To the main topic… “Trial and error” – this is partly a misconception but partly accurate. To create sounds in SC, you need to learn about signal processing, period. SC is not Serum. Serum is successful for a lot of electronic musicians because it curates the search space where sounds happen, opening up many useful options but closing off others. The closing-off is just as important as the opening-up.

The “search space” in SC is larger and less organized by comparison – meaning that, to navigate this space, you have to learn more.

I’d call it “informed trial and error” – very often, the coolest sounds are made not by trying to achieve exactly that sound, but rather by interacting with the machine and discovering (by accident) something that you didn’t expect, and then using DSP knowledge to refine it.

There is something to be said for pitching a bunch of knobs on screen and allowing them to take extreme settings. I sometimes find my SC sound design to be hampered rather than enabled by the thought of “writing the synth technique correctly” where it’s sometimes better to do some things wrong.



It is amazing to see how a stupid question can generate such smart answers.

I must say, I was more interested in reproducing the sound of a digital device, not a “real” acoustic guitar or a cello, but something like this: GitHub - everythingwillbetakenaway/DX7-Supercollider: My accurate Yamaha DX-7 clone. Programmed in Supercollider. (of course, I refer to one single sound for SynthDef, not the entire keyboard)

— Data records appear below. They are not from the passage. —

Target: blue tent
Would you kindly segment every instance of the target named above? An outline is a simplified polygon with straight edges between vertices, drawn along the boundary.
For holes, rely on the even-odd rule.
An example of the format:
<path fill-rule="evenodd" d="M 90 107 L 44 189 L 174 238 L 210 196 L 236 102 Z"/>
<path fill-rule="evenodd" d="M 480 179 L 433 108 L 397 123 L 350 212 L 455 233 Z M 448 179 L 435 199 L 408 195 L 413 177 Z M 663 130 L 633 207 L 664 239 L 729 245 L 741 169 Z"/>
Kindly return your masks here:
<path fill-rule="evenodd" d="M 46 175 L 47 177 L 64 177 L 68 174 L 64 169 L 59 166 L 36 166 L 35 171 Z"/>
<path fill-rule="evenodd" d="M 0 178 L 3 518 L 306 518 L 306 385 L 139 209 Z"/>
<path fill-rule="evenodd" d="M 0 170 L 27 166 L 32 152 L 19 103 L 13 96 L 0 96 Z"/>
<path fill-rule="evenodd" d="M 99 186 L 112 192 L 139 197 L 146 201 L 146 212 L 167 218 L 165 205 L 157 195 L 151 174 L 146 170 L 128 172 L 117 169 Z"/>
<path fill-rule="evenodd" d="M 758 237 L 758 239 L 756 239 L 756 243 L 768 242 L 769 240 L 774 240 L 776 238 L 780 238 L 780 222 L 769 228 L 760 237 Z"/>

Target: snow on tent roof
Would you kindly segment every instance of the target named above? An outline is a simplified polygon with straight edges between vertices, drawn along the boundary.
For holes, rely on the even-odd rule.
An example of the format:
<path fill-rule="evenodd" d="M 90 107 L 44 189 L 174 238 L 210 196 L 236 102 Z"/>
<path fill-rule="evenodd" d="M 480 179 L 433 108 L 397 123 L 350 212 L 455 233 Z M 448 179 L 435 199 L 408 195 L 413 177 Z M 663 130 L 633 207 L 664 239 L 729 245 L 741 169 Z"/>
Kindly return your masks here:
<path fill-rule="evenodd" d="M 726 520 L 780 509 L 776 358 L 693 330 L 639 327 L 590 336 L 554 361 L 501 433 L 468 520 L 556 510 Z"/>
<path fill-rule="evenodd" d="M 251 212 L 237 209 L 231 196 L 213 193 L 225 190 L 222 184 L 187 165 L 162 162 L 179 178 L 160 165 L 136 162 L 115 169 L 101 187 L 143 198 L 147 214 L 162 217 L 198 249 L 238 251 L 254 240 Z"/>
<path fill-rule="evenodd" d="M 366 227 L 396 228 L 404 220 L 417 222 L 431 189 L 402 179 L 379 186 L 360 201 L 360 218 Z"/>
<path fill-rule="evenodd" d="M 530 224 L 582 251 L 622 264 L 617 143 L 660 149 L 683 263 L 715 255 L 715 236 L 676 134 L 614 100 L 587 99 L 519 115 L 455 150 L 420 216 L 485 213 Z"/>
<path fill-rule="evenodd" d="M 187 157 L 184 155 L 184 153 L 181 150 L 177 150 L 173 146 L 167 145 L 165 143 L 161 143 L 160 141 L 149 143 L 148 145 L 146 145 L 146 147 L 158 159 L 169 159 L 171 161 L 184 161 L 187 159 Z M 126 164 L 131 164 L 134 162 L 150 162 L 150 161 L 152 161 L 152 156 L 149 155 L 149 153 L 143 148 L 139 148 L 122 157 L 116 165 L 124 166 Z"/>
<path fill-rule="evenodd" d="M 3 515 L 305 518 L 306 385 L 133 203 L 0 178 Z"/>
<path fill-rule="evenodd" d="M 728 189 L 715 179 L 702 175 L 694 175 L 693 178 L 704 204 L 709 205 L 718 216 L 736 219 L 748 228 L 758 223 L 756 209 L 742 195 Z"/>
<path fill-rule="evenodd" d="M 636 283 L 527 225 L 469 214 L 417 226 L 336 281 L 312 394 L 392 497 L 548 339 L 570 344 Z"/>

I love the plugs, thanks. :slight_smile:

The FM7 is amazing, I don’t own a hardware DX7 so I can’t exactly tell you how close it is to the original but my ‘sound memory’ of playing DX7s in the past tells me the FM7 is very close to the original sound. Keep in mind that the design of the FM7 is not based on analyzing the sound of a DX7, rather it is based on analyzing the design of the DX7 which is public due to the original patent.